Aku menggelengkan kepalaku, tidak mau percaya kebohongan itu. "Ini tidak akan baik-baik saja," aku menyuarakan ini pada Diana, suaraku terdengar serak dari semua tangisan yang kulakukan hari ini.

Dan ini membuat Diana menarikku lebih erat ke tubuhnya. "Tentu saja semua akan baik - baik saja, kamu hanya harus percaya bahwa di setiap ujian kehidupan pasti ada hikmah kebaikan di dalamnya!"

Aku tetap diam kali ini meskipun aku ingin bertanya padanya, untuk berapa lama? Berapa lama aku harus percaya jika suatu saat semua akan menjadi lebih baik.

Diana bersandar di atas kepalaku saat dia menggerakkan tangannya ke atas dan ke bawah lenganku dengan gerakan yang menenangkan.

Ponselnya tiba-tiba mulai berdering, suara melengking memecah kesunyian.

Aku menarik diri darinya dan memberinya ruang untuk menjawab panggilan.

"Halo?" Aku mendengar dia berkata rendah. "Oh, hai Sofie!"

Aku langsung mengenali nama itu. Diana dan aku pergi ke universitas dengan Sofie tetapi dia selalu lebih dari teman Diana daripada temanku dan aku mengerti itu karena aku tidak pernah menyukai aura arogansinya.

Dia terus berbicara dengan nada rendah sebelum akhirnya menutup teleponnya.

Diana mengeluarkan tawa sarkastik kecil sebelum bertepuk tangan. "Keajaiban tidak akan pernah berakhir," katanya, geli terlihat jelas di wajahnya.

"Apa yang terjadi?" aku bertanya padanya.

"Kamu tahu kan, yang barusan telepon itu Sofie?" dia berkata dengan samar.

"Iya ?" jawabku.

"Dia mengatakan kepadaku bahwa Eli baru saja pindah ke Jakarta dan memulai bisnisnya sendiri!"

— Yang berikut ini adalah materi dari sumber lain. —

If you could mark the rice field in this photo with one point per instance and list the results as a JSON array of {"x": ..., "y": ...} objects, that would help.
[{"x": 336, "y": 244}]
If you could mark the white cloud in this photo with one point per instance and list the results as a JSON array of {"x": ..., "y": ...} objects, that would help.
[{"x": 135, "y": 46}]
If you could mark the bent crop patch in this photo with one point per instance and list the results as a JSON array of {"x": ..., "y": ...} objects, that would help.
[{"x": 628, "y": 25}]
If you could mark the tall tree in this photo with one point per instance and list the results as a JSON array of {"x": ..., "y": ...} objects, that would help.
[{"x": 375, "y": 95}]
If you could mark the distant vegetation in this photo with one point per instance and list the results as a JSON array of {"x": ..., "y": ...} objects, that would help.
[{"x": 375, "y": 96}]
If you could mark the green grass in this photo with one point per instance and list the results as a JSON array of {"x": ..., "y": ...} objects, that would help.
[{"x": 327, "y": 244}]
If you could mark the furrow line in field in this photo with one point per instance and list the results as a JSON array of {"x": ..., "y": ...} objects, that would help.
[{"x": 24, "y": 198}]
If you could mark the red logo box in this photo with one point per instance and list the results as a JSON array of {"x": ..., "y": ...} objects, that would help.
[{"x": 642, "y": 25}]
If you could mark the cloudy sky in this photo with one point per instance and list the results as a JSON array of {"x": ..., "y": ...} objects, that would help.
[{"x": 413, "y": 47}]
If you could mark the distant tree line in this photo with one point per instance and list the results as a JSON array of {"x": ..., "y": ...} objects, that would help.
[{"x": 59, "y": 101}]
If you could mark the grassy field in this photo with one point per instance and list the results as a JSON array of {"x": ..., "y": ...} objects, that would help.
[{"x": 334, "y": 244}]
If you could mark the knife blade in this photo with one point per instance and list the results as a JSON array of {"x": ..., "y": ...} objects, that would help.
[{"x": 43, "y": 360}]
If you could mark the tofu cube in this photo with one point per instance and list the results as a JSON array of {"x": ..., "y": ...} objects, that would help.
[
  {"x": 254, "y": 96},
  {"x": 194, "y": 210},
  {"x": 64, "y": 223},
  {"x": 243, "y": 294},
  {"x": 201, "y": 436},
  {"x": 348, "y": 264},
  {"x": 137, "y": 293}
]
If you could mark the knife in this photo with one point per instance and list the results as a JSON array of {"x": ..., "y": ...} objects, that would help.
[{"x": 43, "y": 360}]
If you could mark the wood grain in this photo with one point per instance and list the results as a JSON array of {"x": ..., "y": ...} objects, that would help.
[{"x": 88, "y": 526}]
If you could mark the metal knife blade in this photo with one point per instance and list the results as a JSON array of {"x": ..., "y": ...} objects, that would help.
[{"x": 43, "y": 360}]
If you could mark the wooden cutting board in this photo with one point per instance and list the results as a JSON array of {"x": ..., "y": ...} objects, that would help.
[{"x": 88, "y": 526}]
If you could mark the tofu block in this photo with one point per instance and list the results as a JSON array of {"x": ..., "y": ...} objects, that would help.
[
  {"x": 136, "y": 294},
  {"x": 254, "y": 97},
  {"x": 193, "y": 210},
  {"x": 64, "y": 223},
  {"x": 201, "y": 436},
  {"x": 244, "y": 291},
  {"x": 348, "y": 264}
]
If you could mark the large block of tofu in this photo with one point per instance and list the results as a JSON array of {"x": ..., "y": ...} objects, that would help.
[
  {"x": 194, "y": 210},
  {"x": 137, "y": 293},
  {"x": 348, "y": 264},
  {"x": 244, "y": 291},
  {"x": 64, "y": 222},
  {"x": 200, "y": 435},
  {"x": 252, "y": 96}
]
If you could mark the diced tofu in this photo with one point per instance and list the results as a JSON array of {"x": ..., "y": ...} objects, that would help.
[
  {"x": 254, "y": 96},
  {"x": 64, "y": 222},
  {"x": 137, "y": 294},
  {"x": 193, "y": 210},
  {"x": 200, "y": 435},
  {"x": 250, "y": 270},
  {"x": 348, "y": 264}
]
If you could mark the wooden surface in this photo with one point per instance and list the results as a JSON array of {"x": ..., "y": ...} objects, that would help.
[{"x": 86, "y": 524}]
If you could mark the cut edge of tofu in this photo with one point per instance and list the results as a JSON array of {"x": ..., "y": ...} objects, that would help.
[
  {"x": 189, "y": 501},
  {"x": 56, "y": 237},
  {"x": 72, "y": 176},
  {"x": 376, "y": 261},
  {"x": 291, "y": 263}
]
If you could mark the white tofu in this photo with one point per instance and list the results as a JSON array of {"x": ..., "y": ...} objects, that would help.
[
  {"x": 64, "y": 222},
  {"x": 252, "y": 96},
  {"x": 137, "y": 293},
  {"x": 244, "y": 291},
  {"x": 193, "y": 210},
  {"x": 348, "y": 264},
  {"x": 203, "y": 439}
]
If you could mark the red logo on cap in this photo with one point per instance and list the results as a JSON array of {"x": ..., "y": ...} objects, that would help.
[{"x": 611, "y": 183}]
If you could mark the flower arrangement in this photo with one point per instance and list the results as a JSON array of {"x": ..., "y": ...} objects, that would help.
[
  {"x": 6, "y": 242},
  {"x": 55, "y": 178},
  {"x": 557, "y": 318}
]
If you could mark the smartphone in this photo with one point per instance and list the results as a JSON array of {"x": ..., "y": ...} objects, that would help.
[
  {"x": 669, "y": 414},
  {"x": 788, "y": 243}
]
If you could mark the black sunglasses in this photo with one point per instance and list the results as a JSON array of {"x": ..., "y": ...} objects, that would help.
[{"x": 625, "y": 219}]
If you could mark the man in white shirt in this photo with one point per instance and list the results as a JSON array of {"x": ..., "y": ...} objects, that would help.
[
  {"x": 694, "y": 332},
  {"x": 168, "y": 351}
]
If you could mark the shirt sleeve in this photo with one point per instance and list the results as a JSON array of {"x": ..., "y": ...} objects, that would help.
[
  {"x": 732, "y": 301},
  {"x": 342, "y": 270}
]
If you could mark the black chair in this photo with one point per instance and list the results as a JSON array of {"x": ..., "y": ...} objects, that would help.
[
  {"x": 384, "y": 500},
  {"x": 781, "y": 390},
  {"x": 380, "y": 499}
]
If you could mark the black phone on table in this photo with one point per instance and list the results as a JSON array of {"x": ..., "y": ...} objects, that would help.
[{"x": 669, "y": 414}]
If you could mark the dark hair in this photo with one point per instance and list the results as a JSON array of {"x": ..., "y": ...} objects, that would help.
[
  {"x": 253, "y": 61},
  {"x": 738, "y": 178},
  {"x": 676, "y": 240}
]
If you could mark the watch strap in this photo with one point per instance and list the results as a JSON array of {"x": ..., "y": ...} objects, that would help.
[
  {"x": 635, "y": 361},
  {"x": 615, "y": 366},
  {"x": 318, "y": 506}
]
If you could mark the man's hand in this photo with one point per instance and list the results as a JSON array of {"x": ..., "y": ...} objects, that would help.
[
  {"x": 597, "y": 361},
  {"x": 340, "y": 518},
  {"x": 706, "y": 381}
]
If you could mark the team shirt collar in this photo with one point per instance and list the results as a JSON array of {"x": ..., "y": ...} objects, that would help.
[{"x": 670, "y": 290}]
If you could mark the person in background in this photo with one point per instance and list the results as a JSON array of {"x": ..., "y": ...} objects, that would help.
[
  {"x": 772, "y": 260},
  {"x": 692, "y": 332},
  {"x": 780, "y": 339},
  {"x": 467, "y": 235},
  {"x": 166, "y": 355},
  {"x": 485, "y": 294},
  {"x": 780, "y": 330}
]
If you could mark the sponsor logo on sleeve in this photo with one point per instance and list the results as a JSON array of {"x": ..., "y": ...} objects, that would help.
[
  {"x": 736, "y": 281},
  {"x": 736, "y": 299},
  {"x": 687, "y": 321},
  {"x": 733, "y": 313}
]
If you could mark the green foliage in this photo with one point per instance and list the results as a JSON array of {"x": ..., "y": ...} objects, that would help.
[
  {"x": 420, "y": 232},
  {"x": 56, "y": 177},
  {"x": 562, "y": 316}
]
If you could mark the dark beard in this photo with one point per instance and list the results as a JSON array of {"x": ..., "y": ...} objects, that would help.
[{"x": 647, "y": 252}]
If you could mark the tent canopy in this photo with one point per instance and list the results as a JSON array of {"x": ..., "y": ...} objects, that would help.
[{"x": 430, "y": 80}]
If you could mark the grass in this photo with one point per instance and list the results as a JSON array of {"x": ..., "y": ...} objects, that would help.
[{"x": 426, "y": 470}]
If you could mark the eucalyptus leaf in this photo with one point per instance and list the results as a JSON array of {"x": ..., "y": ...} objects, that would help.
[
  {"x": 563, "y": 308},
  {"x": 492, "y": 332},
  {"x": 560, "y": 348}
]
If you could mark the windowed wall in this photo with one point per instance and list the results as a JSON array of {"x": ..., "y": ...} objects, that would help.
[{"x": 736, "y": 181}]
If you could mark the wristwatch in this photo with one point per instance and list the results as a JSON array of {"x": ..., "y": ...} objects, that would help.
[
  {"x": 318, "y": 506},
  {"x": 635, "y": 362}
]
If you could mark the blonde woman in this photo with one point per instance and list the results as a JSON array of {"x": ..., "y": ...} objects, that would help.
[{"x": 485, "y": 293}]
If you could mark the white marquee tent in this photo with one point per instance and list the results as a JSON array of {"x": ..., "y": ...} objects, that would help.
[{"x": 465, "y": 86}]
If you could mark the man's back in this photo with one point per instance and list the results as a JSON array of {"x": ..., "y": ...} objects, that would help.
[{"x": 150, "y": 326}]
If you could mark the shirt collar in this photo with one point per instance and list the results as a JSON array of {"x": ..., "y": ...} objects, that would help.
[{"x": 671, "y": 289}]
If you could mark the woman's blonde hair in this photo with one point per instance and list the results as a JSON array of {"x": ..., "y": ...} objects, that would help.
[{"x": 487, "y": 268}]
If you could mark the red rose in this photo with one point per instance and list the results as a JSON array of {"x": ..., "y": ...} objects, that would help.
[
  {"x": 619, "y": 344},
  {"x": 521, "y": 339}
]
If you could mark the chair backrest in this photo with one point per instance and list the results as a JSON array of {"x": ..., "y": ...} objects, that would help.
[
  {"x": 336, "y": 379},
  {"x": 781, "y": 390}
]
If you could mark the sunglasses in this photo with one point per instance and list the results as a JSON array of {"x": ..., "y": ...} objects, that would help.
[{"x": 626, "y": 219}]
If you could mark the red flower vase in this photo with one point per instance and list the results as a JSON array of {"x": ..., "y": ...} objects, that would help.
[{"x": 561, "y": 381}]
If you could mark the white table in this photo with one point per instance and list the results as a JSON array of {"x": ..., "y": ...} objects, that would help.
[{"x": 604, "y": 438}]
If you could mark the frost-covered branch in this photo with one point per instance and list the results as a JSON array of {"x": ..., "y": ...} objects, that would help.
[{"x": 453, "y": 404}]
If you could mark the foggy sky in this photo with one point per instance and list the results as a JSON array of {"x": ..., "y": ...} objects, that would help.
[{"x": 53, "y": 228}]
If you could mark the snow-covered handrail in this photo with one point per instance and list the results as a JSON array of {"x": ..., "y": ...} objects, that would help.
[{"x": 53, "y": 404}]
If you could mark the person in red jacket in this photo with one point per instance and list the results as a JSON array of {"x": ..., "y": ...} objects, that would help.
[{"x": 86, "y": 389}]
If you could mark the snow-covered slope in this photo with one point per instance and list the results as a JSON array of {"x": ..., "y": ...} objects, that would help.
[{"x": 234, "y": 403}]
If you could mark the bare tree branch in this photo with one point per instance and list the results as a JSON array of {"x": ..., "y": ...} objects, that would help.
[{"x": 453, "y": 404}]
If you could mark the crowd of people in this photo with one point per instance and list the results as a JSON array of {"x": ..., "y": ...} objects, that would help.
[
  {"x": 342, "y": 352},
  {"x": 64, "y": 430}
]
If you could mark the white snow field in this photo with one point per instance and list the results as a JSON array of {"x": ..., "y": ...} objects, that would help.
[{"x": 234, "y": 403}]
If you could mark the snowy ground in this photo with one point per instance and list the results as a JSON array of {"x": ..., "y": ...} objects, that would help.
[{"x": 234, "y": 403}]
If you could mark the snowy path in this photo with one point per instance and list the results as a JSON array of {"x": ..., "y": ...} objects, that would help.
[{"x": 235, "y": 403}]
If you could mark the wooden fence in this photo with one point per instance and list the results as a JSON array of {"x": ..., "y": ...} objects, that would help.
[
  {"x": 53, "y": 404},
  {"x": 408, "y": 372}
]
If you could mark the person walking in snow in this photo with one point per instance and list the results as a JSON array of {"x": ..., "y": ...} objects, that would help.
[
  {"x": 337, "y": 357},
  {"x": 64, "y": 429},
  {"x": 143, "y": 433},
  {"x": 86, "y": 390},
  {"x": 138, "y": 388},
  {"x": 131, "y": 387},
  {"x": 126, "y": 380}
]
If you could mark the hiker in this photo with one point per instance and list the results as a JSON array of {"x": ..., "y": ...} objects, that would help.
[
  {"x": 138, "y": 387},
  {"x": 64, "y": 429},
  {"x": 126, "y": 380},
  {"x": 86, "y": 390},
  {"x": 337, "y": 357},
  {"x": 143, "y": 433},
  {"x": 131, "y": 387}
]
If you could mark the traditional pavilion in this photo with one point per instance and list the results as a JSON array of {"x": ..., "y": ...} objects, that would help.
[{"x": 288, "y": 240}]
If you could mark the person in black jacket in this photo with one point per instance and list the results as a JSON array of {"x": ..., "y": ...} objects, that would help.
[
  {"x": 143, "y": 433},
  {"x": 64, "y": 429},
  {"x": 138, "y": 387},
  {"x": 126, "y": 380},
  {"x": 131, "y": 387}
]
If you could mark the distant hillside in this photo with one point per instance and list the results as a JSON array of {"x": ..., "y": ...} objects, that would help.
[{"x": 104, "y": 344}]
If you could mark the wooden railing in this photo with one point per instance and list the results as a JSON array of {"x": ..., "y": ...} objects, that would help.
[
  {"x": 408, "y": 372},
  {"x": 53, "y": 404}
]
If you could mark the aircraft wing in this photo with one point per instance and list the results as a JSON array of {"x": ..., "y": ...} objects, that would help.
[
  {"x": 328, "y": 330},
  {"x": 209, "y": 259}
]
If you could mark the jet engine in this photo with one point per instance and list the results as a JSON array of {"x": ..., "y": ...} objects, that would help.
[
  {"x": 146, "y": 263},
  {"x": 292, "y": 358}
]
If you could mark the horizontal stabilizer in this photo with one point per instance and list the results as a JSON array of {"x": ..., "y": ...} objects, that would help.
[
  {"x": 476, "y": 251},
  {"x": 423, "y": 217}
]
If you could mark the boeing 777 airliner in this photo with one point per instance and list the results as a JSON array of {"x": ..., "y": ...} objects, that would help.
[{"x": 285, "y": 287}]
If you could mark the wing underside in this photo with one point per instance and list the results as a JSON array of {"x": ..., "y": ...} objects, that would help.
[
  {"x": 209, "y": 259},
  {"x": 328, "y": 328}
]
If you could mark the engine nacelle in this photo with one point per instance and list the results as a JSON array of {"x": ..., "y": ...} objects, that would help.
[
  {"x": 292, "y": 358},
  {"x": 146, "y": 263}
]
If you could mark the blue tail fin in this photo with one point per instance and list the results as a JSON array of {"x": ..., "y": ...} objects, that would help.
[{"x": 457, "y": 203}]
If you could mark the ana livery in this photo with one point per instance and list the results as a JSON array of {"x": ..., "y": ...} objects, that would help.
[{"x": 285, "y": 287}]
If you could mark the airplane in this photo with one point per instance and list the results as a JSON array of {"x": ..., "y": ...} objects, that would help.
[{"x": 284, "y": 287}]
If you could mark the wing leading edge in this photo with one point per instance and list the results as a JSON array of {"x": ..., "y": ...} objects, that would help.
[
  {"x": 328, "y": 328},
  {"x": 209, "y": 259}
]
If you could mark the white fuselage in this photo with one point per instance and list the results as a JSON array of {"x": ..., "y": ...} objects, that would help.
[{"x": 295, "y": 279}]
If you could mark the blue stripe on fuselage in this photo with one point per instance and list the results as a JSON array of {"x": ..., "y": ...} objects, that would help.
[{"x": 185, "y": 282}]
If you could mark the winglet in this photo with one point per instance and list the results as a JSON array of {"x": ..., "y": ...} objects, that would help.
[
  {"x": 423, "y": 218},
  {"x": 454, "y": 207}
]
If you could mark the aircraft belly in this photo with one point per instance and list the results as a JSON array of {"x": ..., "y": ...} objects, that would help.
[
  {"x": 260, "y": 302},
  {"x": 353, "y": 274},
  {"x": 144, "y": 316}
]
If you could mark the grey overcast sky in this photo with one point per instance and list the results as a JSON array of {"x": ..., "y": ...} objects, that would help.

Aku duduk tegak saat itu. Tentu saja, aku ingat Eli. Dia adalah gadis cantik berkulit gelap yang dulunya suka meminta sesuatu kepada orang lain. Dari perbekalan, pakaian, uang, dan hal lain.

Dia juga tidak berasal dari keluarga kaya dan dia juga tidak begitu pintar secara akademis jadi aku bisa mengerti sebagian mengapa dia seperti itu, tetapi orang-orang di kampus tidak.

Sebaliknya, dia mendapatkan beberapa julukan yang merendahkan untuk dirinya sendiri di Universitas.

"Dia mendapat pekerjaan?" tanyaku pada Diana. "Itu bagus. Aku senang untuknya!"

Diana menatapku sejenak, seolah-olah untuk memastikan apakah aku serius sebelum tertawa terbahak-bahak. "Eli? Dapatkan pekerjaan? Apakah kamu bercanda sekarang?"

"Oh." Aku merenung, mengingat fakta itu. "jadi, bagaimana dia bisa sukses besar?"

"Yah, dari apa yang kudengar, dia mendapatkan sugar daddy. Tapi masuk akal, dia gadis yang cantik, juga muda, aku tidak akan terkejut jika itu memang benar," kata Diana.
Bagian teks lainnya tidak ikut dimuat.